The Argentine insurance market in light of Solvency II differs significantly from that of other Latin American countries. Under the current economic and regulatory framework, applying Solvency II methodology does not appear to be feasible in the near future.
Argentina’s existing regulation
The industry is tightly regulated and the life and pension insurance market is nationalized. The current solvency system is based on traditional measurement methods and indicators. It is not sensitive to risk, and requirements are consistent for all insurance products.
- Far from being a priority, Solvency II has only been included superficially in the regulatory agency’s list of initiatives in recent years.
- Insurance activity is impacted by conditions that could be deemed as traditional within the Argentine economic framework.
- The high inflation rate has a strong influence on the increase in costs of material damages and compensation claimed for personal damages.
- The large number of lawsuits (particularly in automobile and workers’ compensation) is having an impact on many companies’ loss reserves.
- Insurance resolutions cover most activity including unearned premiums and methods of mathematical reserve valuation – mechanisms that insurers use to value their payables.
- Under local regulations, insurers should evidence compliance with minimum capital requirements on a quarterly basis. Of 155 insurers, only 4 carried minimum capital deficit as of 30 June 2011 (last fiscal year-end).

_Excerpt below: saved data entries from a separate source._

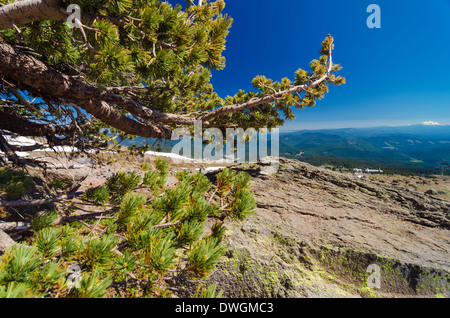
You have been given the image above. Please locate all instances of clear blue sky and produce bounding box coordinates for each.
[175,0,450,131]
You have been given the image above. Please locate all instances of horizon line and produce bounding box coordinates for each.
[278,121,450,133]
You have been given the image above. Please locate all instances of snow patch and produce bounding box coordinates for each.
[422,121,441,126]
[144,151,195,163]
[0,150,30,158]
[3,135,39,147]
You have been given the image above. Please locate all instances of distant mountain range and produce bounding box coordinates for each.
[120,123,450,175]
[279,124,450,173]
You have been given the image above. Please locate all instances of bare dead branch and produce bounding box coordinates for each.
[0,192,83,207]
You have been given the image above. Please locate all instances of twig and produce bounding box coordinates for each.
[207,188,218,204]
[151,219,181,230]
[9,86,41,114]
[0,192,83,207]
[58,207,119,224]
[74,18,99,54]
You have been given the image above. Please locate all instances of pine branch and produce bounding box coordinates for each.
[151,219,181,230]
[0,42,172,139]
[201,40,334,121]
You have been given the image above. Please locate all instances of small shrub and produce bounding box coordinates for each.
[31,211,59,232]
[106,171,142,204]
[83,186,110,205]
[35,228,61,258]
[140,162,151,171]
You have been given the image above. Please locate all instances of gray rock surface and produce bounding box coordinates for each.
[173,158,450,298]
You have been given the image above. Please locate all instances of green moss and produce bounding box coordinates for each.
[360,285,380,298]
[213,218,449,298]
[219,247,307,297]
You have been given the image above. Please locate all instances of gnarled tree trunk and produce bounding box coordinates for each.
[0,0,65,30]
[0,41,171,139]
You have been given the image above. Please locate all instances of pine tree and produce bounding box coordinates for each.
[0,0,343,154]
[0,0,345,298]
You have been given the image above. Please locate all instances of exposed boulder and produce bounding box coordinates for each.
[425,189,439,196]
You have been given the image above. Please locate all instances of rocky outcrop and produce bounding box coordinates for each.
[173,158,450,298]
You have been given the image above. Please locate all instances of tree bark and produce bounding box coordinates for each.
[0,0,66,30]
[0,41,171,139]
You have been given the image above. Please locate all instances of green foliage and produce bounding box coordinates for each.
[143,170,160,191]
[0,282,37,298]
[113,251,138,280]
[215,168,235,197]
[80,234,118,270]
[142,157,169,193]
[31,210,59,232]
[175,219,204,247]
[209,221,226,241]
[32,259,65,291]
[140,162,151,171]
[35,227,61,258]
[0,159,256,298]
[185,194,212,223]
[196,283,223,298]
[105,171,142,204]
[83,186,110,205]
[155,157,169,176]
[230,192,256,220]
[117,192,147,229]
[50,178,73,190]
[60,229,83,260]
[152,182,190,221]
[141,230,176,273]
[187,237,224,278]
[215,168,256,219]
[82,171,142,205]
[0,245,41,283]
[68,269,113,298]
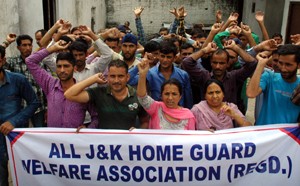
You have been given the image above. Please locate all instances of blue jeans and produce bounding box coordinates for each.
[0,153,8,186]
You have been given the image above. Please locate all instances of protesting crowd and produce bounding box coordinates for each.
[0,5,300,185]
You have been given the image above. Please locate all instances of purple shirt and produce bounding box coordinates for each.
[182,56,257,105]
[26,49,98,128]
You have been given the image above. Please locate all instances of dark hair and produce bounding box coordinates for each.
[190,28,204,36]
[204,79,225,95]
[69,39,88,53]
[159,40,177,56]
[194,32,207,39]
[71,27,80,34]
[147,33,161,40]
[0,45,5,58]
[35,29,47,37]
[105,37,119,44]
[108,59,128,73]
[272,33,283,39]
[161,78,183,96]
[56,52,76,66]
[277,44,300,64]
[272,49,278,55]
[180,43,194,51]
[159,27,169,34]
[16,35,33,46]
[144,41,161,53]
[60,35,74,44]
[211,49,229,63]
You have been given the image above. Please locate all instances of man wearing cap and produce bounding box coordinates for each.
[120,33,140,69]
[111,33,142,87]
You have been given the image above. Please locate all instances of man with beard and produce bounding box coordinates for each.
[247,44,300,125]
[119,33,142,87]
[5,35,47,127]
[64,59,149,130]
[121,33,140,68]
[25,40,98,128]
[0,45,39,186]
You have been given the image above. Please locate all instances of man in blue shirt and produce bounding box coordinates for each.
[0,45,39,186]
[247,44,300,125]
[147,41,193,108]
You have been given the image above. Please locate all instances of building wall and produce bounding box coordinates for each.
[242,0,267,41]
[264,0,285,37]
[56,0,106,33]
[242,0,285,42]
[106,0,239,36]
[0,0,44,56]
[0,0,24,56]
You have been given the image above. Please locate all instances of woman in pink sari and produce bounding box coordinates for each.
[136,57,195,130]
[191,79,251,131]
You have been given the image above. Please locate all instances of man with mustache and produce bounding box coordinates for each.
[247,44,300,125]
[5,35,47,127]
[25,40,98,128]
[182,40,256,109]
[64,59,149,130]
[121,33,141,68]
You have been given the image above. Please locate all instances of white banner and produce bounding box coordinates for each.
[6,124,300,186]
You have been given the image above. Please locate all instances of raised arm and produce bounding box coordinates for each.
[255,11,269,41]
[169,7,179,34]
[1,33,16,48]
[190,42,217,61]
[220,12,239,32]
[202,22,223,48]
[177,6,187,36]
[54,20,72,42]
[215,10,222,23]
[40,19,64,47]
[246,52,270,98]
[64,73,107,103]
[240,22,257,47]
[224,39,255,63]
[79,25,100,42]
[134,6,146,46]
[137,53,150,97]
[290,34,300,45]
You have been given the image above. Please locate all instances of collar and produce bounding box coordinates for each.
[211,71,229,80]
[0,70,9,86]
[106,85,135,97]
[54,78,77,91]
[158,63,175,73]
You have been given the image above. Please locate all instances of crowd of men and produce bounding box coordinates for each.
[0,6,300,186]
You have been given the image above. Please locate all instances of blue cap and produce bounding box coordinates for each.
[117,25,127,34]
[122,33,138,45]
[232,38,242,46]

Adopting Solvency II or its equivalent
Solvency II has not been adopted and no clear initiatives have been defined in the past few years.
- The regulatory agency, the Superintendencia de Seguros de la Nación (SSN), has only addressed Solvency II in Argentina through public statements at seminars or insurance industry publications.
- The only resolutions to date (issued in May 2010) are aimed at reviewing and, possibly, establishing new capital requirement criteria and a good management practice code around principles of corporate governance.
The way forward
The local regulatory agency has launched a strategic insurance plan that addresses elements of Solvency II methodology. So far, there has been little progress.
- Some players believe the plan should include adopting a risk-based capital system.
- The rest of the market would be willing to accept a model that takes into account and is adapted to local market conditions.
- Certain resolutions cover corporate governance issues in a scattered fashion; however, they include the role of the regulatory agency in providing a minimum methodology.
- The current framework indicates that an extended application of Solvency II methodology will only be feasible in the near future for the offices and branches of European-based companies.